Il y a de nombreux facteurs parmi lesquels on peut citer les pesanteurs sociologiques, c’est-à-dire les mentalités, les stéréotypes, les croyances qui freinent à la fois l’engagement politique des femmes et leurs possibilités d’être élues et d’accéder aux instances décisionnelles ; les contraintes socio-économiques comme la pauvreté, en particulier féminine, l’analphabétisme des femmes, leurs responsabilités sociales, entre autres.
Mais vous savez, très souvent, le manque de formation des femmes peut être mis en avant pour justifier leur sous-représentativité. Mais, au-delà de la simple question des compétences, cette situation est le résultat des inégalités qui structurent les relations de genre dans tous les domaines, y compris les lieux d’exercice du pouvoir, et qui freinent la jouissance effective, par les femmes, de leurs droits en tant que citoyennes.
Elles constituent 51 % de l’électorat, on dit même que ce sont les femmes qui élisent. Pourquoi les candidates ont du mal à passer ?
Comme je le disais tout à l’heure, les femmes rencontrent encore de nombreuses résistances à la fois structurelles et conjoncturelles pour accéder aux positions leur permettant d’être élues, et quand elles le sont, elles sont souvent confrontées au plafond de verre qui limite leurs possibilités de progresser.

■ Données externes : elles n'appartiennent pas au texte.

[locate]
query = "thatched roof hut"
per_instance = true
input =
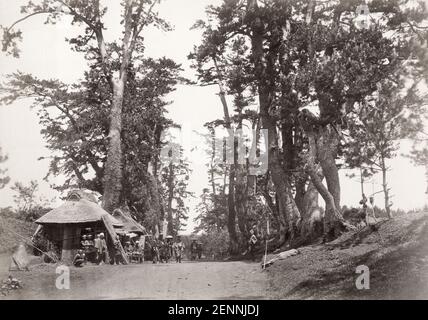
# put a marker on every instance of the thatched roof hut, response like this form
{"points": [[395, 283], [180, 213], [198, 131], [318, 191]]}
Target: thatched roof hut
{"points": [[74, 212], [65, 225]]}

Une femme a-t-elle la chance de devenir présidente, dans un futur proche ?
Pourquoi pas ? Je ne suis pas devineresse. Le Sénégal a déjà eu 2 femmes au poste de Premier ministre. Parallèlement, des femmes ont été candidates au poste de président de la République. Mais, malheureusement, jusqu’à maintenant, aucun grand parti, en mesure de gagner les élections, n’a investi une femme.

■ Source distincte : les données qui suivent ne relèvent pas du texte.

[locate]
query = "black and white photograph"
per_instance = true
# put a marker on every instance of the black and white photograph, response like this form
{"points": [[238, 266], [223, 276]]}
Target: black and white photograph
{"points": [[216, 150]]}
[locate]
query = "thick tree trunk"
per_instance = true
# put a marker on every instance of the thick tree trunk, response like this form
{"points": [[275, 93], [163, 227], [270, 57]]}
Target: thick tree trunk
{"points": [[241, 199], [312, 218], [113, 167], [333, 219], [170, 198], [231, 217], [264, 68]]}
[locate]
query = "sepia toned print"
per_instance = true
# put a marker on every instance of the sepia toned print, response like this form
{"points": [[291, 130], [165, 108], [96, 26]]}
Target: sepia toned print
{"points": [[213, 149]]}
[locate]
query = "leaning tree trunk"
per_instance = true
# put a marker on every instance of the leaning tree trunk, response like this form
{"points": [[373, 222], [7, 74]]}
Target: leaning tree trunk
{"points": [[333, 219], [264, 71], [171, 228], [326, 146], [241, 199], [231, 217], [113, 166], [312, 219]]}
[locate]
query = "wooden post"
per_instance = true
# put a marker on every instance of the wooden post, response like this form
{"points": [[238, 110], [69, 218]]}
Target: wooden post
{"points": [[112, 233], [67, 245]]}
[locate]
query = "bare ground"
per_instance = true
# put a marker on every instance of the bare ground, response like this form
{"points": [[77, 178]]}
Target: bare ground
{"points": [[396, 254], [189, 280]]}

Comment faire pour changer la donne ?
Vous savez, les femmes ne demandent pas de la charité. Elles veulent juste que l’égalité des droits déjà consacrée par la Constitution sénégalaises soit respectée et appliquée. Mais il faut aussi renforcer le leadership des femmes par leur autonomisation à la fois économique, politique, sociale et légale. Elles seront ainsi davantage outillées pour revendiquer leurs droits, mais aussi être à la hauteur des responsabilités qui leur seront confiées. Le préalable, c’est d’éduquer davantage les filles, femmes de demain, et leur donner les mêmes chances que les garçons de réussir. La loi sur la parité, si elle est appliquée, favorise la candidature et l’élection des femmes. Mais elle ne suffit pas, à elle-seule, pour changer les choses. Un travail pédagogique de communication sur ce qu’est la loi sur la parité devrait être fait pour une meilleure adhésion de tous. Car beaucoup font la confusion entre la lutte pour les droits des femmes et la guerre des sexes.